I think that the attention that we on the centre and left give to the antics of the right has to be determined, in part, by the scale of the threat. But whatever our response, we must make sure we don’t do the haters’ work for them: It’s tempting to link to the latest hate project in order to mock or refute it, but it’s not always the right choice. For one thing, the more links a site or video gets, the higher it will be in Google rankings.

It’s possible to refute the lies of the far right without calling attention to the haters themselves, which is why I seldom mention far right groups or their leaders by name or link to rightwing sites. For me, the issue isn’t any one group—since they’re all interlocked one way or another, anyway—but rather the lies, deceptions and distortions they use in their hate campaigns. For me, it’s important to fight the devil’s work without helping to advance that work. Sometimes it’s impossible to do the first without also doing the second, but we must be aware of that when we’re doing it.
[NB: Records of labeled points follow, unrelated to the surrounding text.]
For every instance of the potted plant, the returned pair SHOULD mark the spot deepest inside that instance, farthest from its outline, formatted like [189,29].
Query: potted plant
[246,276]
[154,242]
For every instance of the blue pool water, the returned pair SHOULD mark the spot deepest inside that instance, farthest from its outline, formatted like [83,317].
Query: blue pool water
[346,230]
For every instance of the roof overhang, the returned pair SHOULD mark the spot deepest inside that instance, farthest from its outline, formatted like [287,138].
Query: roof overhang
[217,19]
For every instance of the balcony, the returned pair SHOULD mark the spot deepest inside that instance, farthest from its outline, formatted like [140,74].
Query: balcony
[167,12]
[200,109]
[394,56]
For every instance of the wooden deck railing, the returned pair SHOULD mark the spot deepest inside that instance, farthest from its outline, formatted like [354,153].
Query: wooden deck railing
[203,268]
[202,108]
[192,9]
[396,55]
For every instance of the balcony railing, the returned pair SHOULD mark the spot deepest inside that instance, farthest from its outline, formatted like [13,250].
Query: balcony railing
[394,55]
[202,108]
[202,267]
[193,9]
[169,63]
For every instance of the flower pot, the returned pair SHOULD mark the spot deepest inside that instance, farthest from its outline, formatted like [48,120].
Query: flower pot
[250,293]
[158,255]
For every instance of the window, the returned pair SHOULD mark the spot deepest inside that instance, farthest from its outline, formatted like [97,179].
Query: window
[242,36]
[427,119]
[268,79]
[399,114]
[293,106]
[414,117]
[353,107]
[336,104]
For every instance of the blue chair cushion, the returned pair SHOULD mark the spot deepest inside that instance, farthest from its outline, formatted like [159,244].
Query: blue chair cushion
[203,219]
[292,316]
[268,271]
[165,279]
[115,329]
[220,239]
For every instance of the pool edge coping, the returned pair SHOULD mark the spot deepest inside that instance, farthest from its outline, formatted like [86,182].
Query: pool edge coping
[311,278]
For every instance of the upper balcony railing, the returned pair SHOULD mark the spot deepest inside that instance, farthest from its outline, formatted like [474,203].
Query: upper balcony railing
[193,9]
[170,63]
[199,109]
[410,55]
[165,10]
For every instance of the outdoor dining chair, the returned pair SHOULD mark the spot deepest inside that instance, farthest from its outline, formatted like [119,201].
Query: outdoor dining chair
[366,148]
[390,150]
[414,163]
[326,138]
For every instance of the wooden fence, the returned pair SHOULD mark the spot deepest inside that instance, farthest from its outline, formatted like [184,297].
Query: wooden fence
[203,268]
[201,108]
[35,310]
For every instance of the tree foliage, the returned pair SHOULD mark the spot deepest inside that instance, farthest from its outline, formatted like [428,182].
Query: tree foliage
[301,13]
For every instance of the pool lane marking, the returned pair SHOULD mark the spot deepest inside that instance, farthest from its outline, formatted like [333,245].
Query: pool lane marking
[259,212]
Otherwise, we may inadvertently help our enemies without even realising it, thereby helping the devil grow stronger, and that’s a bad thing.

2 comments:

epilonious said...

The way I see it, If you expose the lies, then the cycle set up is that they get lots of publicity, but also gets lots of negative attention for lying and otherwise being douches.

Sure, the 'wingnuts' will know about them and work to support them, but the people who are not wingnuts will look at it and go "oh, this is that group that lied, and these are the people that support them now".

Either way, such antics seem like final acts of desperation.

Arthur Schenck said...

I don't think there's any single rule that works all the time. Sometimes, a refutation of lies alone is sufficient, because the wingnuts all use the same talking points. But other times, it's necessary to refute specific cases.

And while I also think that bloggers mostly "preach to the choir" (regardless of their position on the political spectrum), when the talk becomes common enough the mainstream news media will notice and report it, and that's when the refutation of lies makes it to the vast majority of people who are between the ends of the spectrum. Well, sometimes.

Anyway, the trick is deciding when to refute and when to ignore.